This lively and thought-provoking book takes a close look at women's work-paid and unpaid, domestic and public, agrarian and industrial-over the past two centuries in America. Covering a wide array of working situations, from a farm household in eighteenth-century New England to a contemporary office being picketed by striking clerical workers in Wisconsin, it offers important new perspectives on women's experience in the labor force.
"To Toil the Livelong Day" is made up of seventeen essays that are grouped according to the period they discuss: 1780-1880, 1870-1920, 1910-1940, and 1940-present. The essays are preceded by the editors' introduction highlighting the themes that link women's work experience across boundaries of time, space, class, and race.
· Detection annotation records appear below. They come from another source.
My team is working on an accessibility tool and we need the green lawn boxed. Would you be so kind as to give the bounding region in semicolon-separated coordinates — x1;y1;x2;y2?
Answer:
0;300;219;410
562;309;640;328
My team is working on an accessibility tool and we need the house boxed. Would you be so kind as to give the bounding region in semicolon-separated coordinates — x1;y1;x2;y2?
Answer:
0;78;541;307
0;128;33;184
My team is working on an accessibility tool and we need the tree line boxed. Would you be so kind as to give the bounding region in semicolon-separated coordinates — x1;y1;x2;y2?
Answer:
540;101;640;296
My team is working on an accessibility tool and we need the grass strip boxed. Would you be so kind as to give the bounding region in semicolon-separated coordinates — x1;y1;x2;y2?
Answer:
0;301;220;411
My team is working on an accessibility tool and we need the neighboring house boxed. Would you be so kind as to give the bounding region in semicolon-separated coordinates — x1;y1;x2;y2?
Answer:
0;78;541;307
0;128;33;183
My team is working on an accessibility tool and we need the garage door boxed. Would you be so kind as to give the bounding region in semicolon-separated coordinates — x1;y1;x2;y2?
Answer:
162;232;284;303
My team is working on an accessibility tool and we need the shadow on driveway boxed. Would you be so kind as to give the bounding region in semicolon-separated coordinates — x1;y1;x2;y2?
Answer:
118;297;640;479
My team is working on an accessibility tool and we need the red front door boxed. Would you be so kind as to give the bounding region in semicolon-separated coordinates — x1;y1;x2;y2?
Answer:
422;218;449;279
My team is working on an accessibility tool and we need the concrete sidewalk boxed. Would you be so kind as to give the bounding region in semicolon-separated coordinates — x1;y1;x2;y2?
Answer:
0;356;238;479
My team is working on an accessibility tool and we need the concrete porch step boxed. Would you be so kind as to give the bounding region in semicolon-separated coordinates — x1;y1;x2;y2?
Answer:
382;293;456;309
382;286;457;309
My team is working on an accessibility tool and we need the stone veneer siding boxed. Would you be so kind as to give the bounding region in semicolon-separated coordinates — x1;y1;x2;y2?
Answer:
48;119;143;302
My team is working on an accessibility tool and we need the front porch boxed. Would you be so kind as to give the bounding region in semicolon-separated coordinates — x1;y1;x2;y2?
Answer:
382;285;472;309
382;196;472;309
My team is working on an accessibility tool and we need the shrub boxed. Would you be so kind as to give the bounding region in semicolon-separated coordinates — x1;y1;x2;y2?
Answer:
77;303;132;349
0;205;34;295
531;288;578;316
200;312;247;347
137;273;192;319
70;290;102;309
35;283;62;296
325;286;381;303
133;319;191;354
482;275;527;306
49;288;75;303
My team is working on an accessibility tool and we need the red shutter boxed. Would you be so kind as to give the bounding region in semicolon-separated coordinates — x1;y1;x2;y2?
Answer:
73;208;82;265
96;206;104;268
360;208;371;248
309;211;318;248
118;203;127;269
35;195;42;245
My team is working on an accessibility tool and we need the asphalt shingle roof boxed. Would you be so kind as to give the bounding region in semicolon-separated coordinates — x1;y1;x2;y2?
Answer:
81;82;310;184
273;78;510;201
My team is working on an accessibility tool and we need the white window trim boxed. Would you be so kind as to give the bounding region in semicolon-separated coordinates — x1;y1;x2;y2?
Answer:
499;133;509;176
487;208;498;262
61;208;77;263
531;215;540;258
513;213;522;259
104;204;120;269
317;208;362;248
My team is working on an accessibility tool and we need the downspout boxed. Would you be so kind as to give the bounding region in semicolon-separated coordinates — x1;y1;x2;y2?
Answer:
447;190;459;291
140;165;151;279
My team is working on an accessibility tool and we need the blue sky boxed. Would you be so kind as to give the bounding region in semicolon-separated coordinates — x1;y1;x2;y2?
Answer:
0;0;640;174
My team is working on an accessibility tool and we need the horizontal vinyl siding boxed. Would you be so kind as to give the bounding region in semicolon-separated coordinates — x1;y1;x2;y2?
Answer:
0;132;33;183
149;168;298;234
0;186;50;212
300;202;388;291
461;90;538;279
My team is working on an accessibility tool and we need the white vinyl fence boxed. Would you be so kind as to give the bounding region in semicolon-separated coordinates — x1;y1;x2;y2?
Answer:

Several of the essays, such as one on slave women, are certain to arouse controversy. Those that treat unionized women workers confront currently held views concerning the formation of working-class culture. Still others, such as one that describes women's roles in shoemaking families, raise serious questions about the validity of theories propounded by contemporary historians of women. All the essays reflect the ways in which gender, race, and the sexual division of labor have helped to shape women's work experience.
A gathering of the best papers delivered at the Sixth Berkshire Conference on the History of Women, this book calls for new conceptions of women's work based on models other than those traditionally used for men. It suggests that we must look more broadly at kin and community networks, at different kinds of leisure activities, at women in relation to families, unions, and strikes, to understand more fully the female half of the work force.